Esa noche, en la tienda, reinaba una euforia apenas lastrada por la fatiga. Los que la sostenían tenían sobre todo dos motivos. El primero, vivir para contarlo. El segundo, que después de todo habían mantenido a raya a los moros.

– Demasiada tela para esos piojosos -decía uno.

– Y se creerían que iban a entrar -se reía otro-. Pero mira si se acojonaron cuando empezaron los cañonazos. Por mucho que griten, eso no lo arreglan. Sin artillería, no tienen nada que hacer.

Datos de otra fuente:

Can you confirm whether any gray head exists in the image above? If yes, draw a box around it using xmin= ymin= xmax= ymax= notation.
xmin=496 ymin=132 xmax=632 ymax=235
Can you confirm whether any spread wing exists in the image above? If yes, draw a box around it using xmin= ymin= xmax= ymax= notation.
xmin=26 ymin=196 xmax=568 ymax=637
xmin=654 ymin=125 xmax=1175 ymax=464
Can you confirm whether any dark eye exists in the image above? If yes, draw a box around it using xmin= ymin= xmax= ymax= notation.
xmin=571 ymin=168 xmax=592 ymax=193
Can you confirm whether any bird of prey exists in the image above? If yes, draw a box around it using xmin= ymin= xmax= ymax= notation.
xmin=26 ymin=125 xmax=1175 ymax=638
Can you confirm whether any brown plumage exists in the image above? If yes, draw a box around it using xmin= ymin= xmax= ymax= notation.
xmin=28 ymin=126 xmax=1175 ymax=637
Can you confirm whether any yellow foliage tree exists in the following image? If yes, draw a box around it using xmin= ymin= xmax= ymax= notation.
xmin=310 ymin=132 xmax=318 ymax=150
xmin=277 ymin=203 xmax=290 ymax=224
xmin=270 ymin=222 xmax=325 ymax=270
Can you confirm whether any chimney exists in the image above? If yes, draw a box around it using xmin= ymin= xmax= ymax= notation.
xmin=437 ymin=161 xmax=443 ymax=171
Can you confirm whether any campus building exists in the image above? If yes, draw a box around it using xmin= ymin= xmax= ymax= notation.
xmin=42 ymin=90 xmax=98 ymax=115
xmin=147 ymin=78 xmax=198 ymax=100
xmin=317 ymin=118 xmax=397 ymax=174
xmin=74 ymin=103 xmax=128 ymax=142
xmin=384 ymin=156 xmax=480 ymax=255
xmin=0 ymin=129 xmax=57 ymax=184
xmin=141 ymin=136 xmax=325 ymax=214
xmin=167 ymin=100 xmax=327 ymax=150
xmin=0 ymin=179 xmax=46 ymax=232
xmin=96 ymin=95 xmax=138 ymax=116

Andreu estaba tumbado en su catre. Aunque no tenía ganas de hablar, la charla de los otros acabó provocándole.

– Está bien que nos animemos -concedió, sombríamente-. Pero ya veremos cuando lo intenten de verdad.

Y qué más van a intentar -saltó al instante uno de los eufóricos-. Te digo que esos mamarrachos no entran aquí.

Andreu no contestó. Cerró los ojos y volvió a ver a los hombres de las chilabas pardas sobre la montaña deslumbrada por el sol. Volvió a ver también el cuerpo de Pulido, desangrado sobre la tierra amarilla. No había habido tiempo de enterrarlo. Junto a él yacían ahora otros once. También tendrían una madre, en un pueblo al que no iban a volver. Esa noche, Andreu quiso seguir creyendo que las balas sólo les daban a los otros. Lo quiso como nunca, porque de pronto sentía en el corazón la punzada caliente y rotunda del miedo. Lo mismo que el pobre Pulido. Al fin se durmió, y por primera vez desde que estaba en África, soñó que volvía a Barcelona y que paseaba sin prisa por las Ramblas. Era por la mañana. Una mañana gris y húmeda de invierno.